Das Geistliche Wort:Ansichtssachen

Vieles im Leben kann man ja so oder auch anders sehen – ist eben Ansichtssache. Aber heißt das auch, dass alles dann nur persönlich und subjektiv gilt und es keine objektiven Ansichten gibt? Also: „Ansichtssache!“ – das sage ich manchmal, wenn mir jemand voller Eifer oder auch Empörung etwas erzählt, das ich eigentlich anders sehe. Aber ist es deshalb schon richtig, was ich oder der andere da sagt? Schwierige Frage! Aber es ist doch interessant, einmal andere Ansichten einzunehmen und mit anderen Augen auf die Dinge zu schauen. Und davon möchte ich heute Morgen erzählen. Ich bin Markus Offner, Diakon, und arbeite im Bistum Aachen u.a. für die Partnerschaftsarbeit mit der Kirche in Kolumbien. Und das hat mir die Augen geöffnet für viele unterschiedliche An- und Einsichten
Zu Beginn des Jahres war ich mit meiner Frau in einer wunderbaren Ausstellung, die mich auf die Idee zu diesem Beitrag gebracht hat: Die Ausstellung hieß nämlich „Ansichtssachen – alte Schätze neu entdeckt“. Sie entstand als ein gemeinsames Projekt des Aachener Suermondt-Ludwig-Museums mit den Aachener Werkstätten der Lebenshilfe. In den Werkstätten gibt es nämlich eine Kunstwerkstatt, in der Menschen mit Beeinträchtigungen arbeiten. Und genau diese Menschen haben das Suermondt-Ludwig-Museum mehrere Male besucht, genauer: die Sammlung mittelalterlicher Kunst. Und von den hier gezeigten Kunstwerken haben sie sich inspirieren lassen und dann eigene, neue Kunstwerke geschaffen. Ungefähr 40 dieser neuen Kunstwerke waren jetzt direkt neben die mittelalterlichen Kunstwerke gestellt. Eine beeindruckende Kombination: Eben neue Ansichten auf alte Werke.
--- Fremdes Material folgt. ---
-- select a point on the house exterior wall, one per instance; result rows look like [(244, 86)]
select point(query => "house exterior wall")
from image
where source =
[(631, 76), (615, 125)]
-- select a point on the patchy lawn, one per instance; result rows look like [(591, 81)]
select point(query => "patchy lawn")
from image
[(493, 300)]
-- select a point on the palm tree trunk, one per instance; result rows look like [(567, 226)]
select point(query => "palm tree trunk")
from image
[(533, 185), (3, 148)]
Da steht neben einer mittelalterlichen Darstellung der heiligen Dreikönige, die das Jesuskind anbeten, nun eine digital gezeichnete Neufassung. Und der Titel bringt etwas auf den Punkt, was ich noch nicht gesehen hatte: Alle haben sich schick gemacht.
Ja, genau, das ist es, was man sieht: Menschen in prächtigen Gewändern und eigenwilligen Frisuren. Ich hatte das Bild schon schnell mit meinen gelernten Mustern eingeordnet und eigentlich abgehakt – bin gedanklich nur kurz am „holden Knaben im lockigen Haar“ hängen geblieben. Jetzt sehe ich mit den Augen der Künstlerin aus der Kunstwerkstatt der Aachener Lebenshilfe.
Eine andere Künstlerin aus der Kunstwerkstatt hat sich von einem mittelalterlichen Teppich inspirieren lassen und mit ihrer eigenen Sticktechnik aufgegriffen. Und die Art der Neupräsentation lässt erahnen, wie viel Freude sie an der alten und ihrer neuen Technik hat. Und so heißt ihre Stickarbeit auch folgerichtig: Sticken macht Spaß.
Unter so einem Aspekt, hätte ich mir den alten Teppich nie angesehen, aber was für eine neue Ansicht und Einsicht: Das, was ich sehe, mit dem zu verbinden, was ich kann. Und: das macht Spaß!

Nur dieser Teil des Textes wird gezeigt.